On 7/1/2019 8:28 PM, Terry Reedy wrote:
On
7/1/2019 1:57 PM, Chris Barker via Python-Dev wrote:
This was quite extensively discussed on
python-ideas recently:
https://mail.python.org/archives/list/python-ideas@python.org/thread/RJARZSUKCXRJIP42Z2YBBAEN5XA7KEC3/#WIRID57ESUFUAQQQ6ZUY2RK5PKQQYSJ3
The claim of 'inconsistent results' is based on not reading the
doc.
(I'm finding it hard to find a good thread
view in the new interface -- but that will get you started)
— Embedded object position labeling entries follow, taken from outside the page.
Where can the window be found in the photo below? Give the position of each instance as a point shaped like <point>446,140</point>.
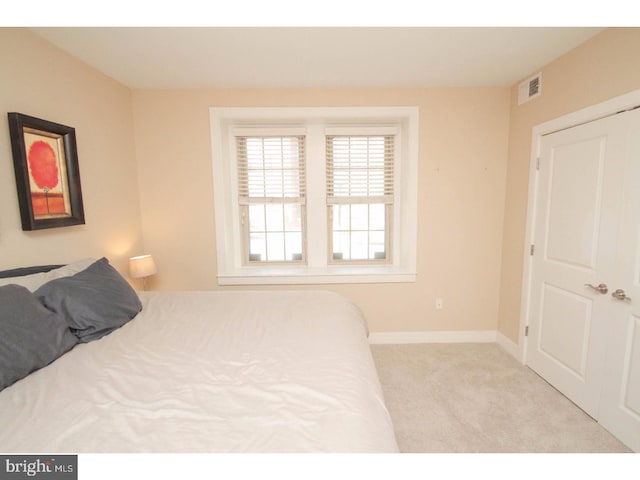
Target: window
<point>315,195</point>
<point>271,195</point>
<point>360,196</point>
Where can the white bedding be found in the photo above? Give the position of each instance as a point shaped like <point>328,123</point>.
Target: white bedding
<point>209,372</point>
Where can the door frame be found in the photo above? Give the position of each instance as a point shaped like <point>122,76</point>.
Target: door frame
<point>585,115</point>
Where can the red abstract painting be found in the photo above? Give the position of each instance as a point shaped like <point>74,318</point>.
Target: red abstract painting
<point>43,166</point>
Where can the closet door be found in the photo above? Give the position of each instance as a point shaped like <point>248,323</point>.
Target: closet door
<point>620,403</point>
<point>577,215</point>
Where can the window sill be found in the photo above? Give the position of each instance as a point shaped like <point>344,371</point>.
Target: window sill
<point>316,276</point>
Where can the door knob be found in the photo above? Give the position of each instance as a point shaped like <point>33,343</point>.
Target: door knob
<point>620,295</point>
<point>602,288</point>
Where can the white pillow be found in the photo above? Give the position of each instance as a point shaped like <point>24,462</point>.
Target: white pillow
<point>36,280</point>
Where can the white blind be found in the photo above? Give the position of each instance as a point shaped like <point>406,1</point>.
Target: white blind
<point>360,168</point>
<point>271,169</point>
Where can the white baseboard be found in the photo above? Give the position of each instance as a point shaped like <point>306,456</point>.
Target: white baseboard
<point>468,336</point>
<point>510,347</point>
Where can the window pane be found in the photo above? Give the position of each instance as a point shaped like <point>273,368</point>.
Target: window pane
<point>341,245</point>
<point>274,215</point>
<point>341,217</point>
<point>256,218</point>
<point>360,216</point>
<point>376,245</point>
<point>292,218</point>
<point>257,247</point>
<point>275,247</point>
<point>359,245</point>
<point>293,245</point>
<point>377,216</point>
<point>255,181</point>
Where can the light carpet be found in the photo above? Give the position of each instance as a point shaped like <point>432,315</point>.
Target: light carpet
<point>448,398</point>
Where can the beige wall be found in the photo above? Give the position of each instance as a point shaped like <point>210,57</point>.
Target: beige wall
<point>39,80</point>
<point>602,68</point>
<point>462,171</point>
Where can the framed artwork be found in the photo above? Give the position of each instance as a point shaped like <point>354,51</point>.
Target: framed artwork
<point>45,160</point>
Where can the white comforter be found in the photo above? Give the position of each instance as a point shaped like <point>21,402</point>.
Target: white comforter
<point>209,372</point>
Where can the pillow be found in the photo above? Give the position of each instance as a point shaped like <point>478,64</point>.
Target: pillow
<point>34,281</point>
<point>94,302</point>
<point>30,335</point>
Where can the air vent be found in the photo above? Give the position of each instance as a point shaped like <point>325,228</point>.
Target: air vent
<point>530,88</point>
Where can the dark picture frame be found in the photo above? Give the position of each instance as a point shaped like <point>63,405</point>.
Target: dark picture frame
<point>45,161</point>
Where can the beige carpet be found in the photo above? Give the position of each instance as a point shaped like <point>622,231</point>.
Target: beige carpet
<point>477,398</point>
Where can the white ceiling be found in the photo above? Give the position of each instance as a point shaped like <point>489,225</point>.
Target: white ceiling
<point>272,57</point>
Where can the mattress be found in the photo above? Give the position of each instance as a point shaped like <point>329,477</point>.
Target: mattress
<point>250,371</point>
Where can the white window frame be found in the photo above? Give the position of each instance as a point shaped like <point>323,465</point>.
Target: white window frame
<point>315,121</point>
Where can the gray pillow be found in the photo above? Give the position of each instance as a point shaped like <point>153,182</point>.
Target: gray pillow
<point>94,302</point>
<point>30,335</point>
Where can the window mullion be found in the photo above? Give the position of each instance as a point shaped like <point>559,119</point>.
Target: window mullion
<point>316,195</point>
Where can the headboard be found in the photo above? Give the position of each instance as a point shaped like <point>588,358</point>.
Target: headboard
<point>21,272</point>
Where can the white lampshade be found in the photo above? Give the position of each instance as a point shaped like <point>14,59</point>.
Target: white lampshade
<point>142,266</point>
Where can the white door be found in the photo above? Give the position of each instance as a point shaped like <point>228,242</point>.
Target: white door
<point>586,206</point>
<point>620,403</point>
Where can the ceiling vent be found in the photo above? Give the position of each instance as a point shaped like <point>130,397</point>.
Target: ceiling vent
<point>530,88</point>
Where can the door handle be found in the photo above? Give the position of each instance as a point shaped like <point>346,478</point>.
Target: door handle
<point>602,288</point>
<point>620,295</point>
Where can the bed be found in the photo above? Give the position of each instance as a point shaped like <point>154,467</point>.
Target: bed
<point>250,371</point>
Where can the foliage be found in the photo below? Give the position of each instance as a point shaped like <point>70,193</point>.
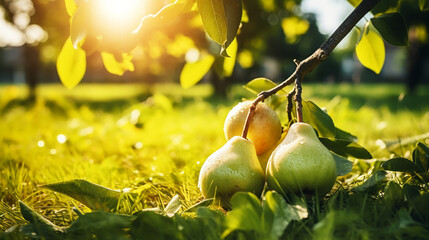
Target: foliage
<point>223,21</point>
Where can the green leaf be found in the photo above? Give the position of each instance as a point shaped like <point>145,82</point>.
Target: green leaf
<point>399,165</point>
<point>343,135</point>
<point>193,72</point>
<point>101,225</point>
<point>229,62</point>
<point>245,214</point>
<point>346,148</point>
<point>71,65</point>
<point>392,28</point>
<point>393,194</point>
<point>317,118</point>
<point>424,5</point>
<point>214,19</point>
<point>344,166</point>
<point>233,12</point>
<point>39,225</point>
<point>373,182</point>
<point>421,157</point>
<point>92,195</point>
<point>278,214</point>
<point>173,206</point>
<point>204,203</point>
<point>258,85</point>
<point>370,50</point>
<point>116,67</point>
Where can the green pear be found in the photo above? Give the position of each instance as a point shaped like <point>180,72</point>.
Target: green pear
<point>232,168</point>
<point>301,164</point>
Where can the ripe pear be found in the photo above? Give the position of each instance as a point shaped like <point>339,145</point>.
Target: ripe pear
<point>232,168</point>
<point>264,157</point>
<point>301,164</point>
<point>265,128</point>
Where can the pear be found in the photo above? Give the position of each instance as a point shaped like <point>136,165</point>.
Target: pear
<point>301,164</point>
<point>265,128</point>
<point>264,157</point>
<point>232,168</point>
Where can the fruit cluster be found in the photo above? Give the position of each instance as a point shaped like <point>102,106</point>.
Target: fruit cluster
<point>293,163</point>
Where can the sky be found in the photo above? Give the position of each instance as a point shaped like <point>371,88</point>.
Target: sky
<point>329,13</point>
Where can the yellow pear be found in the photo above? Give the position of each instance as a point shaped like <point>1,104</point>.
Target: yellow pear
<point>301,164</point>
<point>232,168</point>
<point>263,157</point>
<point>265,128</point>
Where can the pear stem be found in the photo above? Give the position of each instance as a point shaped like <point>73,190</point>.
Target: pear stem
<point>250,115</point>
<point>308,64</point>
<point>290,104</point>
<point>298,99</point>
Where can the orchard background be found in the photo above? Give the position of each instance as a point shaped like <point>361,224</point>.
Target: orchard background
<point>114,152</point>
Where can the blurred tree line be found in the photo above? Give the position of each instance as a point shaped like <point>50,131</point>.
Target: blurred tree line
<point>272,35</point>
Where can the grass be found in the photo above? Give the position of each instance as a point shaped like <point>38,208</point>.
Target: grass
<point>156,138</point>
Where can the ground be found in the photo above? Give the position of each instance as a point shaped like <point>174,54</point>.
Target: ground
<point>154,139</point>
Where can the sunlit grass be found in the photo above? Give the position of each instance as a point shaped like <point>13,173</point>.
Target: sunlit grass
<point>130,136</point>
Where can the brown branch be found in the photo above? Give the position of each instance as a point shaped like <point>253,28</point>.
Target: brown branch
<point>308,64</point>
<point>290,104</point>
<point>298,98</point>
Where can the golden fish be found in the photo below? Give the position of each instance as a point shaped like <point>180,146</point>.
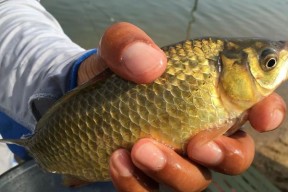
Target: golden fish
<point>208,84</point>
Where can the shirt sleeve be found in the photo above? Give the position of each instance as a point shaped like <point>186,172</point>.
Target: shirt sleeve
<point>36,60</point>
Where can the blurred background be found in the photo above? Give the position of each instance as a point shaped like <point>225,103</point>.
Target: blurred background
<point>170,21</point>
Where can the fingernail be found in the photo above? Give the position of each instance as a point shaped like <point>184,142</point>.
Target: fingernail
<point>148,156</point>
<point>121,163</point>
<point>277,117</point>
<point>208,154</point>
<point>140,58</point>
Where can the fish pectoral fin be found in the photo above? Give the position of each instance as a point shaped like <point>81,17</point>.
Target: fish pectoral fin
<point>205,136</point>
<point>73,182</point>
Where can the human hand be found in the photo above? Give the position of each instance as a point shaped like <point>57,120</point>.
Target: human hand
<point>130,53</point>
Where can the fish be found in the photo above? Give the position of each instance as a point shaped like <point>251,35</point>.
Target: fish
<point>209,84</point>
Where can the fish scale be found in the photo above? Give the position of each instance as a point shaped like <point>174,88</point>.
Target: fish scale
<point>201,89</point>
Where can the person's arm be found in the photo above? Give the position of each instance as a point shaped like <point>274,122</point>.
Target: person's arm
<point>36,60</point>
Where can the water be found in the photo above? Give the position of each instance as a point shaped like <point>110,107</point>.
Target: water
<point>168,21</point>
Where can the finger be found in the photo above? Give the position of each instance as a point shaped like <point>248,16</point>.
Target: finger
<point>125,176</point>
<point>230,155</point>
<point>131,53</point>
<point>268,114</point>
<point>166,166</point>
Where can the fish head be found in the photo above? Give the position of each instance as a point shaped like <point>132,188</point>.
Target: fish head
<point>252,69</point>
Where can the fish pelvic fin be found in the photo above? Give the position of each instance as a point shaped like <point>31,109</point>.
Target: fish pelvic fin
<point>21,142</point>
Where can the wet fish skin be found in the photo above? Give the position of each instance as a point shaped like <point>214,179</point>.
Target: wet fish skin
<point>208,84</point>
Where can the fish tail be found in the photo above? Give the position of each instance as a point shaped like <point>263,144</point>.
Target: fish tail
<point>21,142</point>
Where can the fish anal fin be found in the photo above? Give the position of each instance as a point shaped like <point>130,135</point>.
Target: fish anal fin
<point>73,182</point>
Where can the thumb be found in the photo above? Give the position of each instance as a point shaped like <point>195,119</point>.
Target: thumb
<point>127,51</point>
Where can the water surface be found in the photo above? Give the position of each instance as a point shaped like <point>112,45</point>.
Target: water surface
<point>167,21</point>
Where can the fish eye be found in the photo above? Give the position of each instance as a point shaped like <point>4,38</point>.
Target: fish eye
<point>269,59</point>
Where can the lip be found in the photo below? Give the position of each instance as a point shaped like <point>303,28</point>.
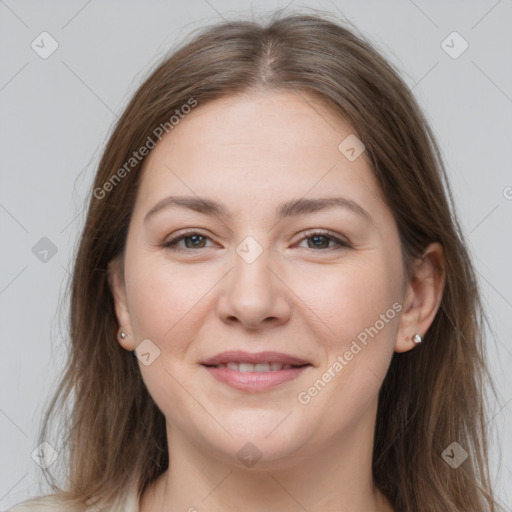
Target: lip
<point>235,356</point>
<point>255,381</point>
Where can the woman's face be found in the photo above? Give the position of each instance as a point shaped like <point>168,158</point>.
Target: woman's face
<point>270,277</point>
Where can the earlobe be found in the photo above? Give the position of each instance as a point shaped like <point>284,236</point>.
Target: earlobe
<point>422,298</point>
<point>118,289</point>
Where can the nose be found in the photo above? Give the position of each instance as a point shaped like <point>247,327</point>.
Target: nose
<point>254,295</point>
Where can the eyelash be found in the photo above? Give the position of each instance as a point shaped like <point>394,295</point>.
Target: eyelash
<point>172,244</point>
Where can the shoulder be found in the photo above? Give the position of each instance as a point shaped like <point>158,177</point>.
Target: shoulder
<point>53,503</point>
<point>42,504</point>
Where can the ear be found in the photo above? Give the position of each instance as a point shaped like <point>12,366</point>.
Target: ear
<point>423,296</point>
<point>118,289</point>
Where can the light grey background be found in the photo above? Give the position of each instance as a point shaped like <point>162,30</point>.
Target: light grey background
<point>57,112</point>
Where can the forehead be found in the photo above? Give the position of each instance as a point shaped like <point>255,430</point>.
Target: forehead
<point>247,147</point>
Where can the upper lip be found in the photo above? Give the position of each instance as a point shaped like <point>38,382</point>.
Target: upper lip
<point>239,356</point>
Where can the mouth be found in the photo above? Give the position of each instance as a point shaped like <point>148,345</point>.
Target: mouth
<point>255,372</point>
<point>273,366</point>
My memory of that thread is that there was a lot of bike
shedding, and quite a lot of resistance to adding a couple new
methods, which I personally never understood (Not why we don't
want to add methods willy-nilly, but why there was this much
resistance to what seems like an low-disruption, low
maintenance, and helpful addition)
I did not read much of the thread, but the proposal is to wrap a
near-trivial expression (2 operations) or replace a current method
call with a method call than is more or less the same len as what
it replaces.
>>> 'prefix_more_suffix'[len('prefix'):] # if know s
begins with p
'_more_suffix'
>>> 'prefix_more_suffix'.replace('prefix', '')
'_more_suffix'
>>> 'prefix_more_suffix'.strip_pre('prefix') # proposed
Your example isn't equivalent: .replace would replace multiple
instances of prefix, not necessarily at the beginning. The
.strip_pre (however spelled) would strip one instance, only if it is
at the beginning.
The more I thought about this, the more I think a more functional
goal is a variation of replace that works only on one end or the
other, rather than a variation of strip. I outlined that in a
different branch in this thread.
The other documentation issue I noticed is that the 2nd and 3rd
parameters to startswith and endswith are not fully documented.
Typically startswith and endswitch are in the logic prior to the
strip/replace operation, and typically only use the first parameter,
but looking at their documentation as part of this discussion, I
found it lacking.
A method could raise instead of returning the string as-is if the
prefix is not really a prefix. How often is this needed? The
most common end deletions are whitespace, which the current .strip
handles correctly.
raising wouldn't be helpful in most of the situations where I use
this logic... it would require a more complex flow control than the
if startswith path in the current situation.
Yes, I use strip more frequently, but if startswith: chop_prefix
operation (and the other end too) happens an awful lot.